Fever Dream
Sweating the Night Away
- Studio City (3:41)
- Face the Facts (2:39)
- Art School Lovers (4:03)
- Ghosts (3:52)
- Sweating the Night Away (3:48)
- The Process of Thought (3:17)
- Modern Epics (4:36)
- This is Reality (3:29)
- Don’t Stop Dancing (6:26)
It boggles the mind to think about why Fever Dream never became more than regionally popular. The St. Petersburg, Florida, quartet released three excellent records throughout their half decade as a band together. Helium, their first, from 1987, gave Fever Dream their reputation as go-for-broke, pill-guzzling dancehall jokesters. Helium garnered them a certain notoriety in the Tampa area, which they wrote about in their follow-up from a year later, Sleep When We’re Dead. That album’s lead single, “Tryst,” was featured in the Richard Linklater film Please Carry Me. The band used the money from that album to move to Miami and begin the club-going, drug-using lifestyle they had long been singing about.
And that’s where Sweating the Night Away was born. Fever Dream rented out a practice space in Studio City, a Miami neighborhood popular with artists and students. They wrote the entire album in that space, usually in the early mornings, over nuclear-grade Cuban coffee and after a long night out.
And what’s so fascinating about the sound of Sweating the Night Away is that it has no warmth.

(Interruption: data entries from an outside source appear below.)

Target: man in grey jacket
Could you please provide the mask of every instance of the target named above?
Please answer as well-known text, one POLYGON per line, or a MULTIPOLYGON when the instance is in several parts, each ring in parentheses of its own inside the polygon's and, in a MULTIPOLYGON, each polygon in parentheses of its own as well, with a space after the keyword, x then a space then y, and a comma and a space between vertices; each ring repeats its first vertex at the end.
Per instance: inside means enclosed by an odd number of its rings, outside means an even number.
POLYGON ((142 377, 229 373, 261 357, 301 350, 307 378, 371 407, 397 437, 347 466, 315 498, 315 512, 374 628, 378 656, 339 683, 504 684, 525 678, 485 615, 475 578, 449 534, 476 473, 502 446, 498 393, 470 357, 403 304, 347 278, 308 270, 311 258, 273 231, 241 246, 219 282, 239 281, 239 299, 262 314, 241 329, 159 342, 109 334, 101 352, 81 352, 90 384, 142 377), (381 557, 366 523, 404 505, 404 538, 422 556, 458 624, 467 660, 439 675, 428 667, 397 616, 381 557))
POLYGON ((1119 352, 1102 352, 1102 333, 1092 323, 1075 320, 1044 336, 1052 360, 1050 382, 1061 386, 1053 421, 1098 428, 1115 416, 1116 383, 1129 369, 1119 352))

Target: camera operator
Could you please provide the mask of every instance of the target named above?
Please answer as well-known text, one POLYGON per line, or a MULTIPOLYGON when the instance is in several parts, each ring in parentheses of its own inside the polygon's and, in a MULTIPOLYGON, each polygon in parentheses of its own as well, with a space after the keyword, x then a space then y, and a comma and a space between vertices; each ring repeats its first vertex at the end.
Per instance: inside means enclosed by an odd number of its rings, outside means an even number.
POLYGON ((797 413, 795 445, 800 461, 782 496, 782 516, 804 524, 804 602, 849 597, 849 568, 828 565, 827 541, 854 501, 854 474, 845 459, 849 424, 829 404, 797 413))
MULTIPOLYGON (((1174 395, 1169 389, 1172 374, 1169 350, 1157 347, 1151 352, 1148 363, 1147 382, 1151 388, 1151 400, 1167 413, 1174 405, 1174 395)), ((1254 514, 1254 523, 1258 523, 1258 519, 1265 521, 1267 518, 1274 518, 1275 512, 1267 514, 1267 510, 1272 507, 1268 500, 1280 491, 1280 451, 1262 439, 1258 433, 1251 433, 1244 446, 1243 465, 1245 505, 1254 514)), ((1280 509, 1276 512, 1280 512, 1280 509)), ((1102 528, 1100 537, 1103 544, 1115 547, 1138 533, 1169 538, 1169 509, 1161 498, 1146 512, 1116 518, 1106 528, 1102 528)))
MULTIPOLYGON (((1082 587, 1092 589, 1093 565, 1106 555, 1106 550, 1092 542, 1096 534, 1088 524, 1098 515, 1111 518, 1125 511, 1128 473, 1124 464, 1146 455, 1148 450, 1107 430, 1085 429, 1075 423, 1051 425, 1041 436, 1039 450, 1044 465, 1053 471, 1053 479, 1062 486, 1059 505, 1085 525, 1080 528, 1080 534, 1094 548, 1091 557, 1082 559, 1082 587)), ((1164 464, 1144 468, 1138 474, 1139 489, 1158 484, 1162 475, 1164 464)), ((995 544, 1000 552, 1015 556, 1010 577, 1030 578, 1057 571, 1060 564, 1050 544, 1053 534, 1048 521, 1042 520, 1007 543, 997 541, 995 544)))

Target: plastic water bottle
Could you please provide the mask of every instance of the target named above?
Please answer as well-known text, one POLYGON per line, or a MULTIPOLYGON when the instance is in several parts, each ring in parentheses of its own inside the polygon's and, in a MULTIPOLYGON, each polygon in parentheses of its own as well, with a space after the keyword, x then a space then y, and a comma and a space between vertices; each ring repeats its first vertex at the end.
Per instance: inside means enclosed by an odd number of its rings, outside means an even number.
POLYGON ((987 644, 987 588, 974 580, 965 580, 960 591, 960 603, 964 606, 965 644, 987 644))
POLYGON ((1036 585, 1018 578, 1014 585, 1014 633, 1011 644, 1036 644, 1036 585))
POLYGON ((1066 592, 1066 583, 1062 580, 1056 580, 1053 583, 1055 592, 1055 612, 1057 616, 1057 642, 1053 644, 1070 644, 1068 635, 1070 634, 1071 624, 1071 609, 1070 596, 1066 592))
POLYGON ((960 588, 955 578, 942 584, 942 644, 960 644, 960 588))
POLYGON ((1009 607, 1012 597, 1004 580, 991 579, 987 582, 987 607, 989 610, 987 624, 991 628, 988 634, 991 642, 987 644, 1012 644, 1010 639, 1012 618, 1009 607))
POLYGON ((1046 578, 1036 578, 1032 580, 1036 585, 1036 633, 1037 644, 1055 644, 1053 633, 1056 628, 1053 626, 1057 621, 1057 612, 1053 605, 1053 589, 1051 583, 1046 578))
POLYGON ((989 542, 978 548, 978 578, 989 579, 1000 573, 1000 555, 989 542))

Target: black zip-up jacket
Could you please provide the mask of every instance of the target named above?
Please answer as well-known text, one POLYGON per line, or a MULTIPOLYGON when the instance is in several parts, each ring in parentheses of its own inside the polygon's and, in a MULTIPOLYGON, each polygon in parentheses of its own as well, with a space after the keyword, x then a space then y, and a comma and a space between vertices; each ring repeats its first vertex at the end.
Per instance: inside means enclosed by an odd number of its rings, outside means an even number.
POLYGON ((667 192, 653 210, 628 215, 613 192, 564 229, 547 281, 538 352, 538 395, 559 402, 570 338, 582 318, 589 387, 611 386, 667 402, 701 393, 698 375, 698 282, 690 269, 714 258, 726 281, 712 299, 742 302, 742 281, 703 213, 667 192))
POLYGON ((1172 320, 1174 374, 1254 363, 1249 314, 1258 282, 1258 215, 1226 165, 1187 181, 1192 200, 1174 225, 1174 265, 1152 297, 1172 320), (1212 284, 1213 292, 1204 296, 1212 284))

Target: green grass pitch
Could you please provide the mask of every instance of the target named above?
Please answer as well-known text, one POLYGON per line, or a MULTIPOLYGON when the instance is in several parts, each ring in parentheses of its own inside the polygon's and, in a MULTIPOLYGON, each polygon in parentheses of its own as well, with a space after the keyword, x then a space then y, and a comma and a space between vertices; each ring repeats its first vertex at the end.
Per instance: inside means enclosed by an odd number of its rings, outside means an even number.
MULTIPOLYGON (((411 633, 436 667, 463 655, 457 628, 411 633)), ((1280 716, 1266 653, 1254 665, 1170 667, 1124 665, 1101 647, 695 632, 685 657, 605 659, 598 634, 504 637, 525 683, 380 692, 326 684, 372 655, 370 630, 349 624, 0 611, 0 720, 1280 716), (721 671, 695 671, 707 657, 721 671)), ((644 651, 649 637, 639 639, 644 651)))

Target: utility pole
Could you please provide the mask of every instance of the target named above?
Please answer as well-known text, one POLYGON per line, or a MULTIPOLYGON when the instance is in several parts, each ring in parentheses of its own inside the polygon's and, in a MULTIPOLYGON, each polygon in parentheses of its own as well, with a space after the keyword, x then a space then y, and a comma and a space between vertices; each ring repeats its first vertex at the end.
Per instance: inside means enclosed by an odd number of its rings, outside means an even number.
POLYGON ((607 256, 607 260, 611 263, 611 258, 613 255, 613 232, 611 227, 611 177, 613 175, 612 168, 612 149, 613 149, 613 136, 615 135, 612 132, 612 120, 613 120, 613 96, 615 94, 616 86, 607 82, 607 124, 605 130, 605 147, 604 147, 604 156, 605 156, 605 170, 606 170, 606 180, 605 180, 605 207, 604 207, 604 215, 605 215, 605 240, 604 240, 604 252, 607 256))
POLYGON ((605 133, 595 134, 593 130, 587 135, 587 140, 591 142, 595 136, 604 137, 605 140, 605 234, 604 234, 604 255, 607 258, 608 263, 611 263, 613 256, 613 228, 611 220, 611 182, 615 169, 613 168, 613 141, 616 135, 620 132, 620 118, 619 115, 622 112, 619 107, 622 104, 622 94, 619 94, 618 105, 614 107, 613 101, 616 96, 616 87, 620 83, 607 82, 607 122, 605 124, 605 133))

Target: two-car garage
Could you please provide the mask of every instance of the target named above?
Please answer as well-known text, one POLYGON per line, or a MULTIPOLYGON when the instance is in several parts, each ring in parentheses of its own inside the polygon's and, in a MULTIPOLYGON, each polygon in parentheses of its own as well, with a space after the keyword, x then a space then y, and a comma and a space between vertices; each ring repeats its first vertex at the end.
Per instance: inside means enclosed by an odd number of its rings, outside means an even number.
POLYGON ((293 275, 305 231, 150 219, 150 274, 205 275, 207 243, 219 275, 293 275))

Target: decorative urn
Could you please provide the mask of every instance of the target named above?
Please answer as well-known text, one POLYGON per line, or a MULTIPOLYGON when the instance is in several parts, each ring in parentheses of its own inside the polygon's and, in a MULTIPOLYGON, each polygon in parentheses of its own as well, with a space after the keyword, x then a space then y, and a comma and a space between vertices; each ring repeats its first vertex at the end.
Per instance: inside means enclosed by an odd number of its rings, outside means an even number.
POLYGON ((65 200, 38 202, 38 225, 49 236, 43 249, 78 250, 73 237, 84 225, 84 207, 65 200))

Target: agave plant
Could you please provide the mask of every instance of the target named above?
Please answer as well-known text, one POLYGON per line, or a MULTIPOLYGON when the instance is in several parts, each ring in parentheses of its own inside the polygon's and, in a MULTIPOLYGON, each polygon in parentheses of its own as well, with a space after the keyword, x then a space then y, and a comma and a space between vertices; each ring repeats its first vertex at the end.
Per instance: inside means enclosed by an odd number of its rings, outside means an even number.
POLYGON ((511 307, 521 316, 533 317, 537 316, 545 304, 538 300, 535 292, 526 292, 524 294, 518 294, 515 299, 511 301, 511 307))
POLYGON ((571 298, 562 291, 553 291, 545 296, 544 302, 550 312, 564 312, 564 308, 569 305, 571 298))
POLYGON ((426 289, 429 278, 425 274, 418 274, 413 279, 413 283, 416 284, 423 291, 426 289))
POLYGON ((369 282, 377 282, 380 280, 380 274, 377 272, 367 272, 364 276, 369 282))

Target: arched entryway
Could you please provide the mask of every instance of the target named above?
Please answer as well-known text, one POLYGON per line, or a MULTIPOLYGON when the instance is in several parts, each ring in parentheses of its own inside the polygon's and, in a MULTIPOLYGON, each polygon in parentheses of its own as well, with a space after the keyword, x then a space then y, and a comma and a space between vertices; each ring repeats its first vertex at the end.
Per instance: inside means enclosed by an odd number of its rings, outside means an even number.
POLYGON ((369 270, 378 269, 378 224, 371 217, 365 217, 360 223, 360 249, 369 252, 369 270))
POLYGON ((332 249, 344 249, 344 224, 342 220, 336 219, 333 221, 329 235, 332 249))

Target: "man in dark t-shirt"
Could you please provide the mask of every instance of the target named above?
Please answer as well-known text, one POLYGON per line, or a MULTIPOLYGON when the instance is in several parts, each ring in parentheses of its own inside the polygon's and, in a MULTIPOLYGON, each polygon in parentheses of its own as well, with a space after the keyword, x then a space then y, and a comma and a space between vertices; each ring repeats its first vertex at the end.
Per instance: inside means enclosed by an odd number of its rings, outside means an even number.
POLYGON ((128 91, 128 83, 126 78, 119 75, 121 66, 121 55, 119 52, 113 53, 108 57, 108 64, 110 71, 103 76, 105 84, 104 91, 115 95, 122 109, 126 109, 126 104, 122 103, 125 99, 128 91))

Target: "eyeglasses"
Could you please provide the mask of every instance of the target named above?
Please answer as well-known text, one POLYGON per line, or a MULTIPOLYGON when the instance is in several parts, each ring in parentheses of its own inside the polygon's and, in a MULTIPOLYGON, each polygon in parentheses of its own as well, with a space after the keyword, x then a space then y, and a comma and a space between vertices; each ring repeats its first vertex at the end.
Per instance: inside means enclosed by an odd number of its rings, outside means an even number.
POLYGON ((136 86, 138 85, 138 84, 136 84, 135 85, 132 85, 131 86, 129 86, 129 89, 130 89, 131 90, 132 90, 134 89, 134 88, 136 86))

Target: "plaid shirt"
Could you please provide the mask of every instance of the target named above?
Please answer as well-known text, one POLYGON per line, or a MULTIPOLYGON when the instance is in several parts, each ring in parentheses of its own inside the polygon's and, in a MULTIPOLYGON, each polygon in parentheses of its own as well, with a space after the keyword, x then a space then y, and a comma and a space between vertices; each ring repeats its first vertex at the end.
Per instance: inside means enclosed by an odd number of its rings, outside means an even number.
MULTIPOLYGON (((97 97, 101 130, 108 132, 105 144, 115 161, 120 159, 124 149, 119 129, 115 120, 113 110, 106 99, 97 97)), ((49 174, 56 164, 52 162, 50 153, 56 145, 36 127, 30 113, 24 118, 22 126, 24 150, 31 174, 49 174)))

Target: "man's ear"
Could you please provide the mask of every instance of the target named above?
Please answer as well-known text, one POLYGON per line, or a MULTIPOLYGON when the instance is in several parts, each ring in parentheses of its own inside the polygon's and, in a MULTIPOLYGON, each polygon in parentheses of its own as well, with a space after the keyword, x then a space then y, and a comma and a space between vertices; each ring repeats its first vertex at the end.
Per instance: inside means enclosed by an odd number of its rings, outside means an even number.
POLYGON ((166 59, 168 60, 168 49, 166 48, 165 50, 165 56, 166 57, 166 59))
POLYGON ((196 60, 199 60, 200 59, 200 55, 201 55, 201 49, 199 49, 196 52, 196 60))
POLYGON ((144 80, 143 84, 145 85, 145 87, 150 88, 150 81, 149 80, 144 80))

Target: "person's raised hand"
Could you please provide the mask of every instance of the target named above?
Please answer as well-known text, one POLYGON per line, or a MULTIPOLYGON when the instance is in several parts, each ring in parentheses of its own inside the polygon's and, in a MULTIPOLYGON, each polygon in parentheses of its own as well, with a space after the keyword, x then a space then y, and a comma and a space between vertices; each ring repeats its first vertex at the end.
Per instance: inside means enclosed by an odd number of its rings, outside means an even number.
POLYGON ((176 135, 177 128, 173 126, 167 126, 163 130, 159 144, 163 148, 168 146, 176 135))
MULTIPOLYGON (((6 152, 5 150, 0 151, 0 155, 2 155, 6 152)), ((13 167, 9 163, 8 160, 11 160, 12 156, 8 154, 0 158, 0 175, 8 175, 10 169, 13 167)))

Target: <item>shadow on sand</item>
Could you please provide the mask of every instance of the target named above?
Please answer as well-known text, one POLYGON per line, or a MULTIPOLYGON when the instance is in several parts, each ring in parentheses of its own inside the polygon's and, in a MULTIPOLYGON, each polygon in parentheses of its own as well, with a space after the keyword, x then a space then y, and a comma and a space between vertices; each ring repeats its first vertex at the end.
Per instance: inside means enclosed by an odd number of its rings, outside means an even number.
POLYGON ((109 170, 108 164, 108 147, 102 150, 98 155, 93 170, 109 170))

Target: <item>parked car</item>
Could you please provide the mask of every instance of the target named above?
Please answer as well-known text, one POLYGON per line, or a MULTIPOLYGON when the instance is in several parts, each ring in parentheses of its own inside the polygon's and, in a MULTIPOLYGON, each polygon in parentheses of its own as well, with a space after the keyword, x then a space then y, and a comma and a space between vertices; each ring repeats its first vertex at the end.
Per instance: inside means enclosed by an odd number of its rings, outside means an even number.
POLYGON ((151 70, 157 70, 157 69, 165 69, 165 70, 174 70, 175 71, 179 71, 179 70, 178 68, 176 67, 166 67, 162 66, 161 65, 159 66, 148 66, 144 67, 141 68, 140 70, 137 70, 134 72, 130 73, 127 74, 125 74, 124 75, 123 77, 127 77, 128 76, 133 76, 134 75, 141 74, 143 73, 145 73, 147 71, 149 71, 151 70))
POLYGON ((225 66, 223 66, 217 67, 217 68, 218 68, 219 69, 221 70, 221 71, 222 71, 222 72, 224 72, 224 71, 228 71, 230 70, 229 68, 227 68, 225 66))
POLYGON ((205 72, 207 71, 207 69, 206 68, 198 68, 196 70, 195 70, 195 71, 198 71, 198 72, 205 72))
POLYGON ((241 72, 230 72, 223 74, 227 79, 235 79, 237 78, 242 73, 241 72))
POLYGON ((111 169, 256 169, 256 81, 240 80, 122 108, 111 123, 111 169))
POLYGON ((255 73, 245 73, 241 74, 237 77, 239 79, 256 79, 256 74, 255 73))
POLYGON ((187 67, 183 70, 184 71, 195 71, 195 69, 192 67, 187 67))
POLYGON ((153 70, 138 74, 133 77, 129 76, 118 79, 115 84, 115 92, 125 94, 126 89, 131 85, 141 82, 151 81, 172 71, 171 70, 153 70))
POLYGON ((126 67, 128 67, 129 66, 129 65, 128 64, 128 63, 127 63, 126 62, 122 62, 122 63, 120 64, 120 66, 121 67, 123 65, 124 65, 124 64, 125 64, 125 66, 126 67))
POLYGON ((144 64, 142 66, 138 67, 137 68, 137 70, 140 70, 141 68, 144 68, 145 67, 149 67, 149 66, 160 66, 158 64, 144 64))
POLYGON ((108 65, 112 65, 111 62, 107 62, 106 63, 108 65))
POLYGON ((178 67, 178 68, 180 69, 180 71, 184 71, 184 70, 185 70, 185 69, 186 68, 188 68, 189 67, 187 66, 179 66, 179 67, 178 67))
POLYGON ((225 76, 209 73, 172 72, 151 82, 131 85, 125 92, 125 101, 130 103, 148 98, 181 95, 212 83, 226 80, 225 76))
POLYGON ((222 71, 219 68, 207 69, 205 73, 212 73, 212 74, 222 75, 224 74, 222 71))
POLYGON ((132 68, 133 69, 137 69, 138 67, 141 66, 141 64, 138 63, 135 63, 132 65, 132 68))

Recorded in the tropics and ostensibly about bodies in motion, moving together, colliding, this is somehow a cold album.
Some of that could be contributed to lead singer Chris Stoia’s distant, unknowable voice that half snarls and half recoils. Stoia howls when a whisper would suffice; his voice shivers when it should be sure of itself. As much as drummer Milan Rodriguez provides the scaffolding for each song, pushing it higher and higher, its Stoia’s voice that remains the band’s defining trademark.
Hear it on songs like “Modern Epics,” which starts slowly, promising a reprieve from the chaos that was “The Process of Thought.” At the beginning of the song, Stoia chants, almost monk-like, before joining the maelstrom created by Rick Emerson’s distorted guitar with a flurry of scatological shouts.
Or how about on the no-holds-barred “Face the Facts,” where Stoia wails pitifully over Evan Feunier’s thumping bass and abruptly shifts to look-at-me, cocksure confidence for the final verse. It’s that essence of up and down, the incongruity behind it all,
that should have made Fever Dream a seminal band for its era, and should have catapulted Sweating the Night Away to the top of every dance-rock list in 1991.
Kraftwerk is probably the clearest influence on Fever Dream, but don’t overlook the importance of Miami musician Esteban Torranza. Torranza famously nurtured dozens of artists throughout South Florida in the late ‘80s and early ‘90s—he’s often credited as the first person to splice Afro-Cuban and punk, creating what was then known as Latin Thrance (a mix of thrash and dance). Torranza, acting as Fever Dream’s de facto manager, is the only who likely curtailed the band’s uglier instincts (see the surprisingly saccharine “Don’t Forget Me” on Sleep When We’re Dead or the woe-is-me teenage complaints of “Somebody Listen” on Helium.
Torranza, perhaps sensing that Stoia’s onstage persona might be a little much for a wider audience, worked to keep the kitsch to a minimum. This led to a conflict with Stoia, who was growing increasingly monomaniacal (as well as beginning to experiment with heavier drugs). To cap the album, Torranza suggested the band do something they hadn’t yet done.
And it’s that song, “Don’t Stop Dancing,” that gives a glimpse of what the band really could have been if they hadn't broken up during Desert Storm in 1991. It is the album’s lone track that doesn’t feature Stoia singing—that honor goes to his then-girlfriend, Vanessa Trask. (Fans of the South Florida club scene might know Trask better by her later career as the regaetton DJ Venus Flytrask.) It’s the first and only song Fever Dream recorded that they really let breathe. So much of the band’s work is remembered for its bust-the-door-down rambunctiousness, its flood-the-dance-floor euphoria. But “Don’t Stop Dancing” builds and builds and, at the very peak of an outlet, tiptoes back to stasis, before finally crescendoing in a near-orgasmic climax. And Trask drives it all, her haunted voice adding depth to what was previously an exercise in superficiality. It’s the type of song that bands seem to make almost by accident, maybe through osmosis. "Don't Stop Dancing" leaves you both happy and sad—happy to experience something so beautiful and moving, sad that the band would never record again, choosing to stop dancing instead of chasing those epic emotional peaks.